Я понимаю, как сильно компрометируется Лопухов в глазах просвещенной
публики сочувствием Марьи Алексевны к его образу мыслей. Но я не хочу давать
потачки никому и не прячу этого обстоятельства, столь вредного для репутации
Лопухова, хоть и доказал, что мог утаить такую дурную сторону отношений
Лопухова в семействе Розальских; я делаю даже больше: я сам принимаюсь
объяснять, что он именно заслуживал благосклонность Марьи Алексевны.
Действительно, из разговора Лопухова с Верочкою обнаруживается, что
образ его мыслей гораздо легче мог показаться хорош людям вроде Марьи
Алексевны, чем красноречивым партизанам разных прекрасных идей {39}. Лопухов
видел вещи в тех самых чертах, в каких представляются они всей массе рода
человеческого, кроме партизанов прекрасных идей. Если Марья Алексевна могла
повторить с удовольствием от своего лица его внушения Верочке по вопросу о
предложении Сторешникова, то и он мог бы с удовольствием подписать "правда"
под ее пьяною исповедью Верочке. Сходство их понятий было так велико, что
просвещенные и благородные романисты, журналисты и другие поучатели нашей
публики давно провозгласили: "эти люди вроде Лопухова ничем не разнятся от
людей вроде Марьи Алексевны". Если столь просвещенные и благородные писатели
так поняли людей вроде Лопухова, то неужели мы будем осуждать Марью
Алексевну за то, что она не рассмотрела в Лопухове ничего, кроме того, что
поняли в людях его разряда лучшие наши писатели, мыслители и назидатели?

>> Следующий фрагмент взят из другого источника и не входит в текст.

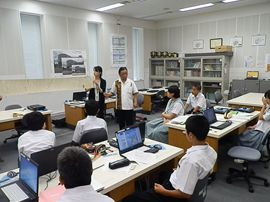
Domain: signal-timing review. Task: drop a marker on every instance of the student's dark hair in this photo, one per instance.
(198, 125)
(75, 167)
(267, 94)
(122, 69)
(91, 107)
(33, 121)
(175, 90)
(197, 86)
(98, 69)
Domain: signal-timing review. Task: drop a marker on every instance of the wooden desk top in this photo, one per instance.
(249, 99)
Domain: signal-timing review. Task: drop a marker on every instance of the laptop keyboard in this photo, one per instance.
(14, 193)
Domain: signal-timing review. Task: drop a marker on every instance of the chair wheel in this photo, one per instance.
(228, 180)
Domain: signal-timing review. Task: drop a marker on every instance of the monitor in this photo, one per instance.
(210, 115)
(29, 173)
(129, 139)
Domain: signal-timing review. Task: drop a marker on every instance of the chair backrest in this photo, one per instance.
(200, 190)
(218, 97)
(140, 99)
(10, 107)
(94, 135)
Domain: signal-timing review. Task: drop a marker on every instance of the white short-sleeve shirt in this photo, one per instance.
(198, 100)
(35, 141)
(128, 89)
(90, 122)
(264, 125)
(193, 166)
(83, 193)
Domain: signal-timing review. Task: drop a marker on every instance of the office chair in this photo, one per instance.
(200, 190)
(139, 109)
(158, 99)
(94, 136)
(19, 126)
(245, 155)
(218, 97)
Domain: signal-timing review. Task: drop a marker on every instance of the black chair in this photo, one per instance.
(94, 136)
(20, 127)
(158, 99)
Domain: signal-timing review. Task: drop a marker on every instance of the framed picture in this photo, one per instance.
(258, 40)
(216, 42)
(237, 41)
(198, 44)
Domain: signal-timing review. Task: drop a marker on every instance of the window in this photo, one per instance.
(32, 46)
(93, 44)
(138, 53)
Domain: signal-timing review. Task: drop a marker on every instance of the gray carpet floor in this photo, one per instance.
(218, 191)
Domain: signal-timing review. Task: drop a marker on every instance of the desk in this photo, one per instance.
(74, 111)
(147, 102)
(119, 184)
(7, 121)
(177, 136)
(250, 100)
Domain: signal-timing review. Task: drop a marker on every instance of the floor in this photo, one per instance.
(218, 191)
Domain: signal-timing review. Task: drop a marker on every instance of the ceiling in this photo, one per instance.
(153, 9)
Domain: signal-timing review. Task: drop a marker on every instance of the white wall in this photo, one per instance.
(178, 35)
(63, 28)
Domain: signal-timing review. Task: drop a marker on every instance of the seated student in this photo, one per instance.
(155, 129)
(253, 136)
(75, 170)
(37, 138)
(196, 164)
(196, 100)
(90, 122)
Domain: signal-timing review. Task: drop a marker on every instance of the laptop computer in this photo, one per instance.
(47, 159)
(129, 139)
(26, 188)
(79, 96)
(210, 115)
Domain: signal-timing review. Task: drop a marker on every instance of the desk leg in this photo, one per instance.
(178, 139)
(147, 103)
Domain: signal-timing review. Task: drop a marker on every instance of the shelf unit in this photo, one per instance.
(164, 72)
(211, 72)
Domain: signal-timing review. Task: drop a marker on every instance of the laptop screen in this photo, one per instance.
(29, 173)
(129, 139)
(210, 115)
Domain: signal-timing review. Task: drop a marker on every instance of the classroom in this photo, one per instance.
(133, 101)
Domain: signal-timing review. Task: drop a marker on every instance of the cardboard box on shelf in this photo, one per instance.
(222, 49)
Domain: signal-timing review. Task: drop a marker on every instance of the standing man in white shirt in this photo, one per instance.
(126, 98)
(196, 100)
(37, 138)
(75, 169)
(195, 165)
(90, 122)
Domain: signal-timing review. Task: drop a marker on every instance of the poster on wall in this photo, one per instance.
(68, 63)
(119, 50)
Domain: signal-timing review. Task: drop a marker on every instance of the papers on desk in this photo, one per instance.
(180, 120)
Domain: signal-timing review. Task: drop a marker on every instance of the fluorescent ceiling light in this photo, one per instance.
(196, 7)
(110, 7)
(229, 1)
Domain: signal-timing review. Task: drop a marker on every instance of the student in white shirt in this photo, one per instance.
(254, 135)
(75, 170)
(126, 98)
(90, 122)
(196, 100)
(195, 165)
(37, 138)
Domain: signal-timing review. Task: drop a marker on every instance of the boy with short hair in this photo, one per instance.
(75, 169)
(195, 165)
(90, 122)
(37, 138)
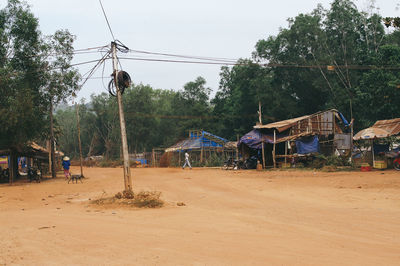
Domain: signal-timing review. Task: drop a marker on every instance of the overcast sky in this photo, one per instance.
(212, 28)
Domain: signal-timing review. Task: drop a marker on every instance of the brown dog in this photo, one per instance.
(76, 178)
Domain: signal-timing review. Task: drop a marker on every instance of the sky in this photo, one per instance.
(208, 28)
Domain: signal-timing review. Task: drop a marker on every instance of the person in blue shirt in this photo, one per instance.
(66, 164)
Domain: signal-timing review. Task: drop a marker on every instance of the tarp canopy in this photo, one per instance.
(203, 140)
(307, 145)
(321, 123)
(392, 126)
(255, 138)
(381, 129)
(371, 133)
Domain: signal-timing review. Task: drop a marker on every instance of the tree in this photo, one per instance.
(29, 65)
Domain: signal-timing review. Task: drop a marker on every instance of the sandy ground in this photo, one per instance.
(230, 218)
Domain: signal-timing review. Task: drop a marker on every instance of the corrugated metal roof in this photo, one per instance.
(392, 126)
(282, 125)
(319, 122)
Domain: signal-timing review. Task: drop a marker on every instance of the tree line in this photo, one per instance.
(338, 57)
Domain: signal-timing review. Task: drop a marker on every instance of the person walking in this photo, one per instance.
(66, 164)
(186, 161)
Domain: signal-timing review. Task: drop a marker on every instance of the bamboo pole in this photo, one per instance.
(127, 170)
(273, 150)
(79, 137)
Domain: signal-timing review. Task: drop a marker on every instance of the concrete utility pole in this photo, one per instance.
(79, 136)
(262, 142)
(127, 170)
(52, 152)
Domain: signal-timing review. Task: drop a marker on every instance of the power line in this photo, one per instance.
(135, 114)
(352, 67)
(185, 56)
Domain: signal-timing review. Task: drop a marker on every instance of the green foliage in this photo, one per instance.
(214, 160)
(297, 82)
(33, 70)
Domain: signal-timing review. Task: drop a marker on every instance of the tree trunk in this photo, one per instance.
(53, 156)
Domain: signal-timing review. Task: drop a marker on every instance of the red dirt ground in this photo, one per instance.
(230, 218)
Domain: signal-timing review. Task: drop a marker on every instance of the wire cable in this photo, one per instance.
(186, 56)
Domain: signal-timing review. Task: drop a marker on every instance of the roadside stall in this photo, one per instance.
(384, 140)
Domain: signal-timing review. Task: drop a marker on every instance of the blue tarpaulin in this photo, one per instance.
(307, 145)
(343, 119)
(198, 140)
(254, 139)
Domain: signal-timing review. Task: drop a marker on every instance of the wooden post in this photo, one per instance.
(333, 129)
(237, 149)
(53, 156)
(273, 150)
(201, 153)
(127, 170)
(286, 143)
(263, 153)
(179, 154)
(153, 158)
(13, 167)
(79, 137)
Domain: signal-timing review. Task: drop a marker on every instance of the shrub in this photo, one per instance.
(148, 199)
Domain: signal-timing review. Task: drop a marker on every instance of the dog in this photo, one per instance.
(76, 178)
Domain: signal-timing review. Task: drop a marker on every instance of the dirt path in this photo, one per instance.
(230, 218)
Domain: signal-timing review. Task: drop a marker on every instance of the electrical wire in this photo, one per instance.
(185, 56)
(352, 67)
(135, 114)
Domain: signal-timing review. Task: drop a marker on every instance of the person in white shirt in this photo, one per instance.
(186, 161)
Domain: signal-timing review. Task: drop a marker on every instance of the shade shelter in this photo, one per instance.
(203, 145)
(380, 130)
(323, 132)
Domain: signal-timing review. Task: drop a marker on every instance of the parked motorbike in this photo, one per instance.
(231, 163)
(395, 155)
(4, 175)
(33, 174)
(251, 163)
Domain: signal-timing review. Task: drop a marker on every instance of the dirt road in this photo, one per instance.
(230, 218)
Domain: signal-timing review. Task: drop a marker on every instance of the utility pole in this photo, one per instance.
(52, 152)
(79, 136)
(127, 170)
(262, 142)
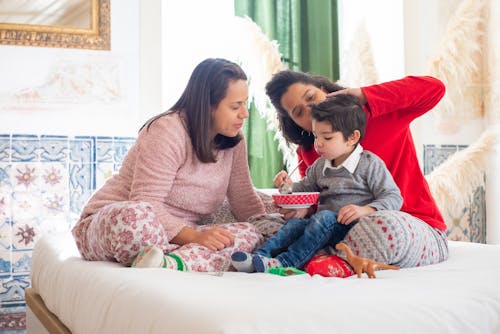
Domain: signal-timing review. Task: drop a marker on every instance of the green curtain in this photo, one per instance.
(306, 30)
(307, 34)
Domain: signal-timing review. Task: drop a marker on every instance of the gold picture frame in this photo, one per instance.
(96, 38)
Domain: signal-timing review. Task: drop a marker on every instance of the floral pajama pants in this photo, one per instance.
(119, 231)
(392, 237)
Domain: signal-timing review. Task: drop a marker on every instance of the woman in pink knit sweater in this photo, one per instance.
(185, 162)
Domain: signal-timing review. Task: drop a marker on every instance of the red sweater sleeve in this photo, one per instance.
(309, 157)
(390, 108)
(408, 98)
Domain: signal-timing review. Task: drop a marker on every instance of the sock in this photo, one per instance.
(262, 264)
(242, 261)
(152, 257)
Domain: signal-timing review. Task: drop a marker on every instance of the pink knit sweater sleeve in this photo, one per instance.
(160, 152)
(241, 194)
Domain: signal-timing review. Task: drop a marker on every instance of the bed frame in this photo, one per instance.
(39, 319)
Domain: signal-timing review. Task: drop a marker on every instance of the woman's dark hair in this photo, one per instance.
(205, 89)
(343, 112)
(278, 86)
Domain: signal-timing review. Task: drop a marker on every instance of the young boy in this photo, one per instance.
(352, 183)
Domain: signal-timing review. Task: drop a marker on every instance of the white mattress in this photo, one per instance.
(461, 295)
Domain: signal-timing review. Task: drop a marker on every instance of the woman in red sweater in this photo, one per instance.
(417, 235)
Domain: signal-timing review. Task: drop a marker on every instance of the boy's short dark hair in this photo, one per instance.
(343, 112)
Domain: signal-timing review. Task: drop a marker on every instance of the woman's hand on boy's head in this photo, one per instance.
(350, 91)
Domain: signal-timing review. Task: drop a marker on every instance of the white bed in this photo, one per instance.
(461, 295)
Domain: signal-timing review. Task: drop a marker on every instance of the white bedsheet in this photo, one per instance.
(461, 295)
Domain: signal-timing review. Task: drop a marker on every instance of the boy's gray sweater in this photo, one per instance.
(370, 184)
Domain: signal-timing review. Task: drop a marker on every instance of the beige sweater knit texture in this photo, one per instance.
(162, 169)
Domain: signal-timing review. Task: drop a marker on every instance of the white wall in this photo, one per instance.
(384, 22)
(108, 106)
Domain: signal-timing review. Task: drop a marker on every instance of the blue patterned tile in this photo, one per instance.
(104, 149)
(26, 176)
(54, 148)
(82, 149)
(5, 180)
(6, 236)
(5, 261)
(4, 148)
(26, 204)
(25, 233)
(25, 148)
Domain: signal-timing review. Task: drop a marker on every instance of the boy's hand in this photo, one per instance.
(281, 178)
(351, 212)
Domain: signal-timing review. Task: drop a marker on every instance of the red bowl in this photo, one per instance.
(296, 200)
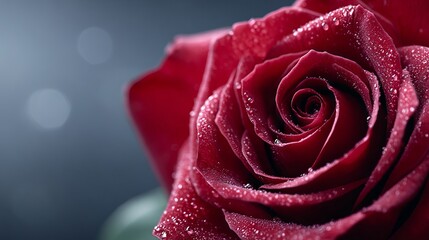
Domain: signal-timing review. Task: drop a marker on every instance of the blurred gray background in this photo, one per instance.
(69, 155)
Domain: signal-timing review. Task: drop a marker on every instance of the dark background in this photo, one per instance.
(68, 152)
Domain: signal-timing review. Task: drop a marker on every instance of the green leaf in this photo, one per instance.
(135, 219)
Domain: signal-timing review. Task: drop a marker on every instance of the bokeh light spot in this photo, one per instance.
(49, 108)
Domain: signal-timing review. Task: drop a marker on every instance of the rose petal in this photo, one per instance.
(407, 100)
(416, 60)
(415, 226)
(327, 6)
(410, 19)
(187, 216)
(353, 165)
(160, 101)
(245, 40)
(374, 222)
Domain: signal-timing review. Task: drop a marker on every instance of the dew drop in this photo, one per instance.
(189, 230)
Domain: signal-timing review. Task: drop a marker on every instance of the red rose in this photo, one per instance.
(310, 123)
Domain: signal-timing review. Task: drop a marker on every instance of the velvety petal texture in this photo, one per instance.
(309, 123)
(160, 101)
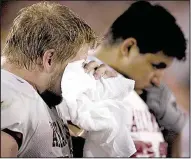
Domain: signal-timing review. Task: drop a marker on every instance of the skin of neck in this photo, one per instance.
(33, 77)
(111, 56)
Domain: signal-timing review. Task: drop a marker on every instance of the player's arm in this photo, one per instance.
(9, 146)
(163, 104)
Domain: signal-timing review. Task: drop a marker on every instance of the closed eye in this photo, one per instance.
(161, 65)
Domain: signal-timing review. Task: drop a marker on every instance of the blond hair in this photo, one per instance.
(44, 26)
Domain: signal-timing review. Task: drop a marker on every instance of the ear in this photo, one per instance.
(48, 60)
(127, 45)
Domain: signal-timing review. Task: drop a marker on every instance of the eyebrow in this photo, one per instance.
(161, 65)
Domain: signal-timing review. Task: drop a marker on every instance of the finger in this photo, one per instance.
(100, 71)
(90, 66)
(110, 73)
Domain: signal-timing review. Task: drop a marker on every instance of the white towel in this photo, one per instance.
(97, 106)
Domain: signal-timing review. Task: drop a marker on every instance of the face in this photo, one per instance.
(53, 94)
(146, 69)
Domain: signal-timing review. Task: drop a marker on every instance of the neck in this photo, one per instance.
(30, 76)
(109, 55)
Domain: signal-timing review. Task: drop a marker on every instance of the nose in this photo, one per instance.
(156, 80)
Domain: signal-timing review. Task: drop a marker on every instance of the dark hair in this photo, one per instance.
(154, 28)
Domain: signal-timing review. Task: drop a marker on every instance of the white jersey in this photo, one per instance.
(45, 134)
(144, 129)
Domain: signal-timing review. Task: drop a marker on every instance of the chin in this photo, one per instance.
(51, 98)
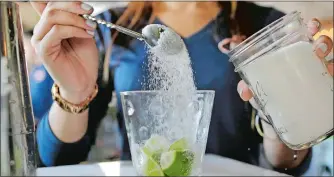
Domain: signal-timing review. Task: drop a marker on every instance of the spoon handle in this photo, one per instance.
(121, 29)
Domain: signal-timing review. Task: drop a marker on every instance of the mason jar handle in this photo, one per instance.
(323, 46)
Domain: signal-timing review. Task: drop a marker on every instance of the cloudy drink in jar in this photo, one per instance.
(290, 83)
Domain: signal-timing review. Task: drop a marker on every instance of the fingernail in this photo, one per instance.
(240, 90)
(86, 7)
(90, 32)
(322, 47)
(91, 23)
(316, 24)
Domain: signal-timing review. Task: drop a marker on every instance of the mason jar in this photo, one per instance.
(290, 83)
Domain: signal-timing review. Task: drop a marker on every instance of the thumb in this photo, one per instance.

Конечно, если бы Марья Алексевна знала хотя половину того, что знают
эти писатели, у ней достало бы ума сообразить, что Лопухов плохая компания
для нее. Но, кроме того, что она была женщина неученая, она имеет и другое
извинение своей ошибке: Лопухов не договаривался с нею до конца. Он был
пропагандист, но не такой, как любители прекрасных идей, которые постоянно
хлопочут о внушении Марьям Алексевнам благородных понятий, какими восхищены
сами в себе. Он имел столько рассудительности, чтобы не выпрямлять
5О-летнего дерева. Он и она понимали факты одинаково и толковали о них. Как
человек, теоретически образованный, он мог делать из фактов выводы, которых
не умели делать люди, подобные Марье Алексевне, не знающие ничего, кроме
обыденных личных забот да ходячих афоризмов простонародной общечеловеческой
мудрости: пословиц, поговорок и тому подобных старых и старинных, древних и
ветхих изречений. Но до выводов у них дело не доходило. Если бы, например,
он стал объяснять, что такое "выгода", о которой он толкует с Верочкою, быть
может, Марья Алексевна поморщилась бы, увидев, что выгода этой выгоды не
совсем сходна с ее выгодою, но Лопухов не объяснял этого Марье Алексевне, а
в разговоре с Верочкою также не было такого объяснения, потому что Верочка
знала, каков смысл этого слова в тех книгах, по поводу которых они вели свой
разговор. Конечно, и то правда, что, подписывая на пьяной исповеди Марьи
Алексевны "правда", Лопухов прибавил бы: "а так как, по вашему собственному
признанию, Марья Алексевна, новые порядки лучше прежних, то я и не запрещаю
хлопотать о их заведении тем людям, которые находят себе в том удовольствие;
что же касается до глупости народа, которую вы считаете помехою заведению
новых порядков, то, действительно, она помеха делу; но вы сами не будете
спорить, Марья Алексевна, что люди довольно скоро умнеют, когда замечают,
что им выгодно стало поумнеть, в чем прежде не замечалась ими надобность; вы
согласитесь также, что прежде и не было им возможности научиться уму-разуму,
а доставьте им эту возможность, то, пожалуй, ведь они и воспользуются ею".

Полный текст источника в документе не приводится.